There is a wide range of Linux based operating systems on the market, and they are known as distros. Here are some of the most popular Linux distro options include:
- Linux Mint – based on Ubuntu, designed to be easy to use, and also come with an utility called mint4win which allows you to install Linux on your PC without affecting your base system in any way.
- OpenSUSE (Novell) and Fedora (Red Hat) – free and user-friendly Linux distros
- Xandros Home Edition – designed for beginners with the ability to run Microsoft Office, Adobe Photoshop, etc.
- Ubuntu (Desktop edition) – great option for beginner Linux users, with great support for hardware devices, a 6 months release cycle, and you can also choose to make Ubuntu ship your installation DVDs for free across the globe
In this article, we will focus on the Ubuntu distro and see how you can use them on Windows. Read on to find out more.
KNOPPIX: Run Linux from a USB stick or CD
KNOPPIX is a great software that allows you to boot in Linux directly from a physical CD/DVD or USB flash drives.

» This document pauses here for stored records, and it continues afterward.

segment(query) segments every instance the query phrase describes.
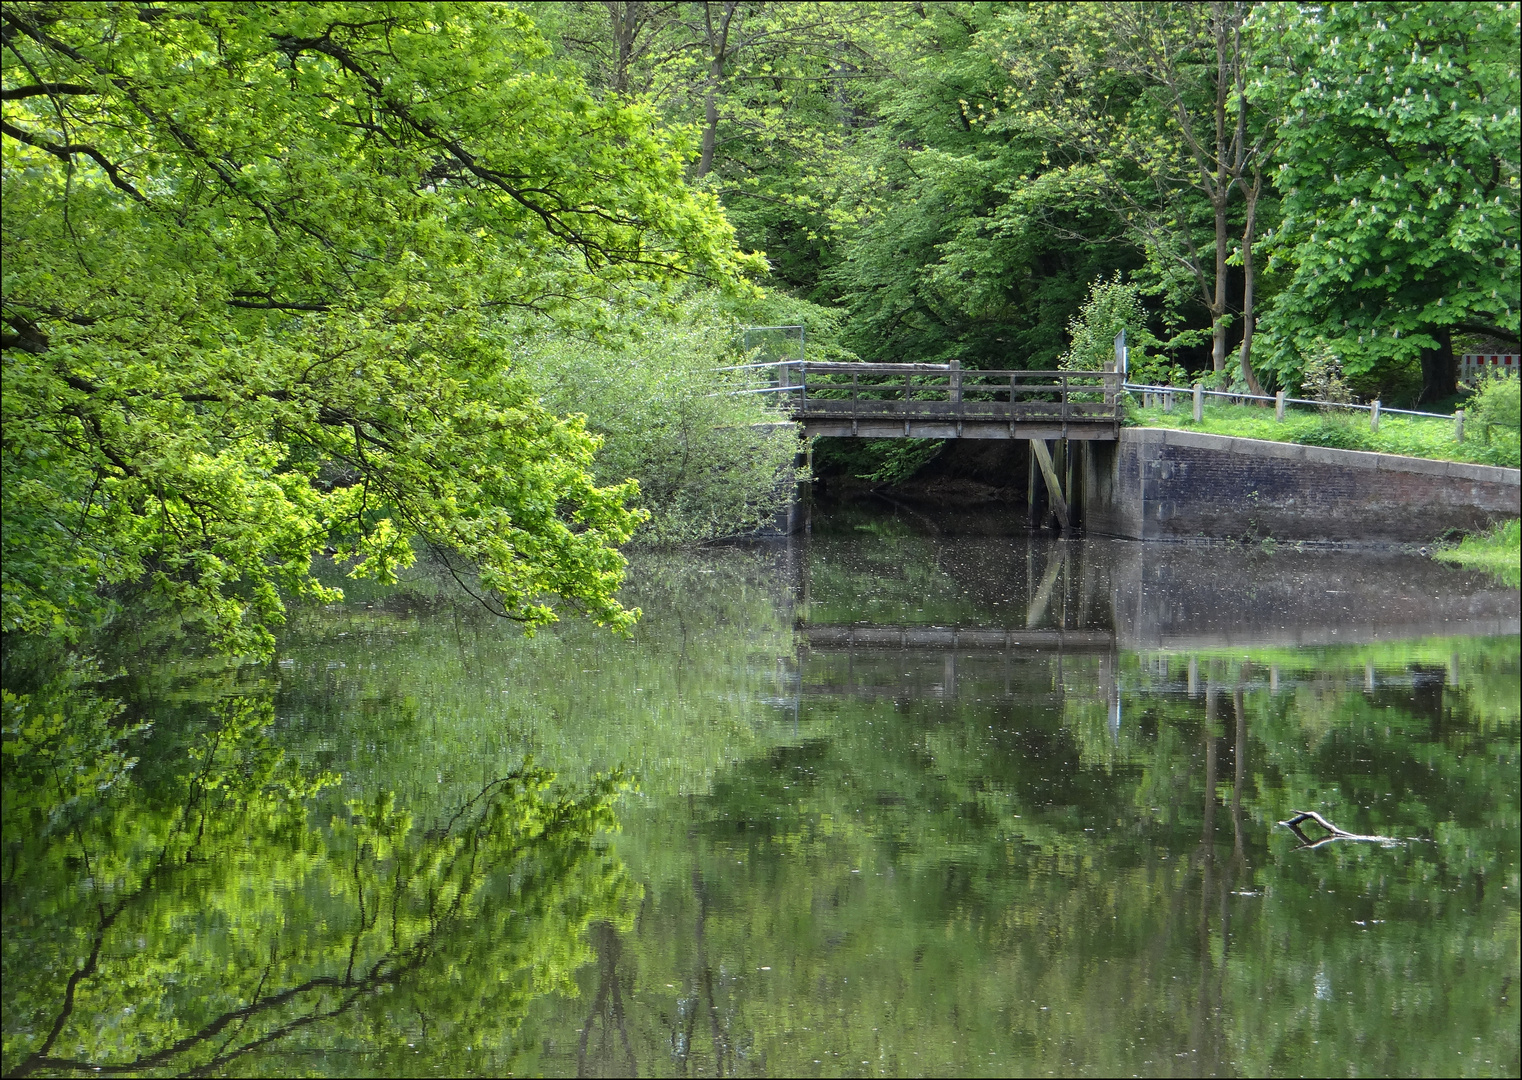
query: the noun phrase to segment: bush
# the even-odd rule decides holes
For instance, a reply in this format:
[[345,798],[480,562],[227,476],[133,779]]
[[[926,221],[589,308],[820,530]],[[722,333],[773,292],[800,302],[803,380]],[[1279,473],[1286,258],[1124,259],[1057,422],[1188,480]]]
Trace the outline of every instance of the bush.
[[1480,383],[1466,411],[1482,424],[1522,428],[1522,378],[1492,375]]
[[[1342,361],[1332,352],[1325,338],[1317,338],[1305,354],[1305,368],[1300,375],[1300,392],[1315,401],[1330,405],[1346,405],[1353,400],[1353,392],[1343,379]],[[1330,446],[1331,443],[1318,443]]]
[[752,532],[792,498],[794,425],[769,404],[745,361],[741,328],[719,298],[699,295],[669,317],[631,322],[610,340],[547,334],[518,361],[557,413],[583,413],[603,439],[600,482],[639,481],[650,512],[636,543],[682,545]]
[[1324,417],[1321,423],[1297,435],[1295,441],[1305,446],[1329,446],[1336,450],[1374,449],[1369,432],[1332,417]]
[[[1068,320],[1068,351],[1057,361],[1064,371],[1103,371],[1115,362],[1115,336],[1126,332],[1131,350],[1130,367],[1136,378],[1168,378],[1173,374],[1168,362],[1149,356],[1148,348],[1161,343],[1147,329],[1147,311],[1142,307],[1136,285],[1121,280],[1120,272],[1109,281],[1095,278],[1089,286],[1089,298],[1078,314]],[[1156,369],[1156,370],[1153,370]]]

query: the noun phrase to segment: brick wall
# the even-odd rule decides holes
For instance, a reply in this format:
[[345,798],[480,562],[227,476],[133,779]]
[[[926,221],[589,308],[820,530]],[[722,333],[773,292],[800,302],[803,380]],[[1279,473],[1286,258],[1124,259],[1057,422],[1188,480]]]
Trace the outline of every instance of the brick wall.
[[1522,516],[1522,471],[1163,428],[1082,458],[1084,526],[1136,540],[1422,543]]

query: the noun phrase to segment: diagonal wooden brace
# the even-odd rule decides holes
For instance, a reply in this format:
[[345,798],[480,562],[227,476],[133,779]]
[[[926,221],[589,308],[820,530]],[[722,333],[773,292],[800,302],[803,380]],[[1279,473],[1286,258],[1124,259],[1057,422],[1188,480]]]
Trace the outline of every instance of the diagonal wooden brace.
[[1063,532],[1068,530],[1068,504],[1063,496],[1062,485],[1057,482],[1057,470],[1052,468],[1052,454],[1046,448],[1045,439],[1031,440],[1031,453],[1036,455],[1036,462],[1041,466],[1041,475],[1046,478],[1046,493],[1051,497],[1052,509],[1057,512],[1057,524],[1062,526]]

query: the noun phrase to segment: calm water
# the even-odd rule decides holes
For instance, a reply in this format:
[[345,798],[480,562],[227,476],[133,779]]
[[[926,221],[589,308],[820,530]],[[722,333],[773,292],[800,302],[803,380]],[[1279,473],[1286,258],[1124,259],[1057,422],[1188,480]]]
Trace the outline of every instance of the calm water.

This app contains a great set of GNU/Linux software options, can automatically detect your hardware capabilities, and offers support for a wide range of graphics cards, sound cards, SCSI and also USB devices.
KNOPPIX can be used in order to run Linux on your desktop PC, and can also help you rescue your system in the case that Windows won’t start.
Using this software as a rescue tool allows you to extract all the data you need from your malfunctioning Windows PC, and store them in a secure environment, before reinstalling it.
WUBI: Install Linux as software
WUBI is a great tool that allows you to easily install Linux as a software on your Windows PC. Using this technique allows for greater processing speeds and it can be uninstalled in the same way that you would uninstall a normal Windows application.
It’s incredibly easy to set up and start installing, all you need to do is choose the right options for your system, and then click install.
Another way to run a Linux based OS on your Windows PC is by using a virtual machine software. We’ll list some of the best tools below.
Virtual machines for running Linux on Windows PCs
VirtualBox is a great software option that allows you to create virtual Linux machines and run them in a window from your Windows desktop. This app is based on a x86 architecture and supports AMD64/Intel64 virtualization.
This software can run on a variety of hosts – Linux, Mac, Windows, Solaris – and also has a large number of guest OS compatibility – all versions of Windows, Linux, etc.
VMware is another great virtualization software that allows you to create a virtual Linux OS on your PC with ease. This is a more simple alternative than having to install a full Linux OS, but offer a slower perfomance.
You can create multiple virtual machines with as many OS options as you want. There are no limits to the number of virtual machines that you can create, but this feature is limited only by your hardware’s capacity to deal with the request.
You can find a good guide explaining how to use VMware to run Linux on your PC. If you want to run your installation from a CD, click here. If you want to run the installation from an virtual image file (.bin, .iso), you can reffer to this page.
In this article, we listed some of the best Linux based operating systems and then we talked about the most efficient way to run them on your PC.